With three wins on the season, Kyle Busch sits third in the championship standings and is nearly a sure-fire lock to make this year's Chase for the Sprint Cup. Yet with five races remaining before the start of the Chase, it is consistency – not the number of wins – that has Busch confident about his championship hopes.
"We feel like we've been better prepared this year," Busch said. "Certainly we don't have the tally of eight wins (like in 2008), but we're a lot more consistent I feel like; from pit stop to pit stop we're a lot more consistent; from race to race we're a lot more consistent.
Saying he feels like the team is a lot better than it has ever been, Busch's confidence in the work being done at the shop, in the garage and on pit road has ultimately made the biggest difference in 2011.

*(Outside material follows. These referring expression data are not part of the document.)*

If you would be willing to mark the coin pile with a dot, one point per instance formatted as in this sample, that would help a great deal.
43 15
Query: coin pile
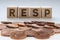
21 30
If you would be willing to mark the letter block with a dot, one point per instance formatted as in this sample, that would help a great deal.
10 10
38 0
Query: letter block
12 12
46 12
23 12
35 12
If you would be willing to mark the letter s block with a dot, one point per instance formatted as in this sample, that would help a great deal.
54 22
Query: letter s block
35 12
23 12
47 12
12 12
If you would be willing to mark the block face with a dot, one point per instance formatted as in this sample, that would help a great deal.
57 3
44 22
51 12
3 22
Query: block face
23 12
46 12
35 12
12 12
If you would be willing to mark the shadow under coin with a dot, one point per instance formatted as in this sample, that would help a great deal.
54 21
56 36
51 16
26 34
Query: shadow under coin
17 39
42 39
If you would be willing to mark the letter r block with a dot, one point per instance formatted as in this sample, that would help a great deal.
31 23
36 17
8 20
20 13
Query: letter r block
23 12
47 12
35 12
12 12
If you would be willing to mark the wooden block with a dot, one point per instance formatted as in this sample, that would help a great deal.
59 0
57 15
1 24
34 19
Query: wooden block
12 12
6 32
18 34
23 12
46 12
35 12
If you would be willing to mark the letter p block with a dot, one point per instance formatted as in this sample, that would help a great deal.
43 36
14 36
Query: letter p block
12 12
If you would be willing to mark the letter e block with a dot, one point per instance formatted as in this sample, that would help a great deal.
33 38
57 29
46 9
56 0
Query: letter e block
12 12
35 12
23 12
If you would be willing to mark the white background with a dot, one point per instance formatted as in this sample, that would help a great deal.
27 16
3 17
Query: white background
55 14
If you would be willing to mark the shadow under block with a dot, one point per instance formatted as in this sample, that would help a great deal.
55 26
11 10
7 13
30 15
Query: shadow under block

"It's good when you can have that consistency between pit stop to pit stop, race to race," he said. "It makes yourself a lot more confident within the team instead of blowing up about it and getting all up in arms about it.
"For me, it makes my job a lot easier than worrying about coming down pit road and whether we're going to make the right change move ourselves forward. I feel confident when I come down pit road that Dave (Rogers, crew chief) and the guys will make a good change for me and we can move ourselves forward."
Not only has that consistency led to more confidence week to week, it has also allowed the team to rebound from struggles during a race – such as last weekend at Pocono.
"Where before we'd have a bad race and not be able to rebound from it, where we had a bad race and we rebound in that race at Indy to come back and have a 10th-place finish," he said. "Last weekend had a shot to win at Pocono, one of my probably least-favorite race tracks, and get a strong run there."
The one underlying issue that has plagued the Joe Gibbs Racing this season has been the unreliability of its engine program. Teammate Denny Hamlin pointed those issues last weekend at Pocono when discussing his chances of making the Chase and each of the team's three cars have consistently had to overcome setbacks throughout the year.
Yet on Thursday, JGR announced it would receive engines from Toyota Racing Development beginning in 2012. While everything will stay as it is for the remainder of the 2011 season, Busch sees an opportunity for improvement moving forward.
"I think this will really help us as a whole," Busch said of the merger. "I think it's going to be beneficial for all of us."